First Case of Human Rights Violations is Filed under the German Due Diligence Act
A little-noticed but important development occured this week, that demonstrates how labor and human rights is impacting the supply chain landscape- and also shows how ESG laws are evolving much more quickly in Europe than in North America.
The firm Due Diligence Design reported how Bangladeshi workers represented by the trade union, NGWF, filed the first complaint against Tom Tailor, Amazon, and IKEA under the German Supply Chain Due Diligence Act for not “adequately monitoring” the conditions in their factories and for “endangering the workplace safety for employees.” The complaint was filed with the Federal Office of Economics and Export Control, (BAFA), the regulator for the German Supply Chain Due Diligence Act, which will now decide whether to take further action against the companies. Due Diligence Design are experts in responsible business conduct due diligence on human rights, labour, and environmental risk. in the area of helping clients, by providing deep intelligence, technical guidance and a systematic and pragmatic approach on high-risk due diligence issues across multiple sectors.
In April, affected workers represented by the trade union, the National Garment Workers Federation (NGWF), with support from the European Center for Constitutional and Human Rights (ECCHR) and NGO FEMNET filed the first complaint under the German Supply Chain Due Diligence Act against Tom Tailor, Amazon, and Ikea.
The complaint was filed with the Federal Office of Economics and Export Control, (BAFA), the regulator for the German Supply Chain Due Diligence Act. BAFA will now decide whether to take further action against the companies. This can include requiring the companies to take action to fulfil their obligations under the law and financial penalties. BAFA does not have a set timeline to address complaints.
This is a historic development, as it shows how European laws are beginning to have more “teeth”, and are beginning to create litigative events that companies like Amazon, Walmart, H&M, Nike, and other apparel manufacturers will need to navigate more and more in the near future. This legislation will begin to bring the importance of paying attention to labor rights in supply chains “home”. Our prior research showed that many supply chain leaders have remained “psychologically distant” from the realities of modern slavery, which requires awareness of its context and complexities.
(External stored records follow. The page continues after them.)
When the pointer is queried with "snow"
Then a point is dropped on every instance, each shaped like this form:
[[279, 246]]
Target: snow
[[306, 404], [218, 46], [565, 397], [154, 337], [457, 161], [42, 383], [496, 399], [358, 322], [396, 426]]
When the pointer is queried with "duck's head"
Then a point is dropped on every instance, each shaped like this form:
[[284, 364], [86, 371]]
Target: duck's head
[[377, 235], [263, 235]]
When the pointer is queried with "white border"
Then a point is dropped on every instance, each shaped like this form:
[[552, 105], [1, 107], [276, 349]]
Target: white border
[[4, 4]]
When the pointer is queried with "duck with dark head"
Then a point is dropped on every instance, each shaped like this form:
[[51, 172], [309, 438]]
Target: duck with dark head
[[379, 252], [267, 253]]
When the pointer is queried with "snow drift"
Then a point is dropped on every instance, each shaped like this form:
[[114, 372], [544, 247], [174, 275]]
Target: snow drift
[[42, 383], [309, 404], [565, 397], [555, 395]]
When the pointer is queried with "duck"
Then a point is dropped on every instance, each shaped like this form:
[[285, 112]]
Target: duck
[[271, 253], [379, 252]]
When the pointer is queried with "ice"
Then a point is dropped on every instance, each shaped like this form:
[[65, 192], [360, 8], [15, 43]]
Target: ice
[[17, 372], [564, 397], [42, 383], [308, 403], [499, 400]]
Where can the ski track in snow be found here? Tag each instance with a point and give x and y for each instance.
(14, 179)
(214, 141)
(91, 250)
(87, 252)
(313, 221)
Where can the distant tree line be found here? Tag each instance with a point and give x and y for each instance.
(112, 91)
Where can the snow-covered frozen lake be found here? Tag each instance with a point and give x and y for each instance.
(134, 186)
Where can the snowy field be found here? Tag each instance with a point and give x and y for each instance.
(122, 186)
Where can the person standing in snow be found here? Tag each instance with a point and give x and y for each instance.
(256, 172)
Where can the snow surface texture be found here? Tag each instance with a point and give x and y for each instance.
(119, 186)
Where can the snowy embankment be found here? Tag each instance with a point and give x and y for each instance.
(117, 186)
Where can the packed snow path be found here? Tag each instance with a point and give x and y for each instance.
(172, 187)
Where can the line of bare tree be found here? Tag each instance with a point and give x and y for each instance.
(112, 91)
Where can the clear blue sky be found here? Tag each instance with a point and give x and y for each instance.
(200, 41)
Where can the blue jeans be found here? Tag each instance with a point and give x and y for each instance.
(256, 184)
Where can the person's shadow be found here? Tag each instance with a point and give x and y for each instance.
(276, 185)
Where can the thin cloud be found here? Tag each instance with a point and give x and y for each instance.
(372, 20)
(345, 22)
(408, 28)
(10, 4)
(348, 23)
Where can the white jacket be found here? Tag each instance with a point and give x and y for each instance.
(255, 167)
While corporations have increasingly sought to manage modern slavery risk in their supply chains, their understanding of what modern slavery is and what should be managed remains limited. Based on our interviews with supply chain leaders, we argued that a key problem with firms’ efforts to manage modern slavery risk is that it is a psychologically distant concept for them. Impending legislation that prosecutes firms that tolerate labor violations in their supply chain will certainly create greater awareness of this. A number of other forces are also impacting the tolerance for companies to no longer ignore developments such as the following:
- Inflation Reduction Act: Sizeable incentives to expedite manufacturers’ transition to reduce carbon
- Forced Labor Prevention Act: Onus on companies importing to US to show proof of [tbc] third-party audit
- Uyghur Forced Labor Prevention Act (UFLPA): bans any goods produced, mined, or manufactured in China’s Xinjiang Uyghur
- Germany’s Supply Chain Due Diligence Act
- EU’s Corporate Sustainability Reporting Directive
- Investors, led by BlackRock, increasingly compelling companies to track and report ESG impact
- SEC transparency and metrics on Scope 1, 2 &3
- The Supply Chain Due Diligence Act was adopted in June 2021 and came into force in January 2023. It imposes a corporate duty on companies to establish, implement and update due diligence procedures. The Act applies to companies with a registered office or principal place of business in Germany, and to foreign companies with a branch office in Germany.
- The German Supply Chain Act applies to companies with 3000 employees in Germany, changing to 1000 employees from 2024.
- The German Supply Chain Act includes sanctions for non-compliance, including pecuniary sanctions based on company turnover. Companies with average annual sales of more than €400 million can be issued fines of up to two percent of their average worldwide annual sales.
- The Act includes a special provision which allows for German-registered trade unions or NGOs to bring civil cases on behalf of parties that have suffered human rights violations within the scope of the law. Although the law expressly clarified that it does not give rise to any new liability under civil law, this procedural feature will likely increase the number of lawsuits for alleged human rights violations in German courts.
- The National Garment Workers Federation (NGWF) is the largest trade union federation in the garment sector in Bangladesh and is an affiliate of IndustriALL Global Union.
- ECCHR is a legal and advocacy organisation. It has several current legal cases against companies in Europe for environmental and human rights breaches which we have tracked in the Responsible Business Conduct brief on litigation. ECCHR is also the NGO which brought the legal case in Germany against KiK for the Ali Enterprises factory fire in Pakistan. In January 2019, the Court rejected the lawsuit on the basis that the statute of limitations had expired.
- FEMNET is a German-headquartered NGO that works on labour and human rights for women, including in the garment supply chain.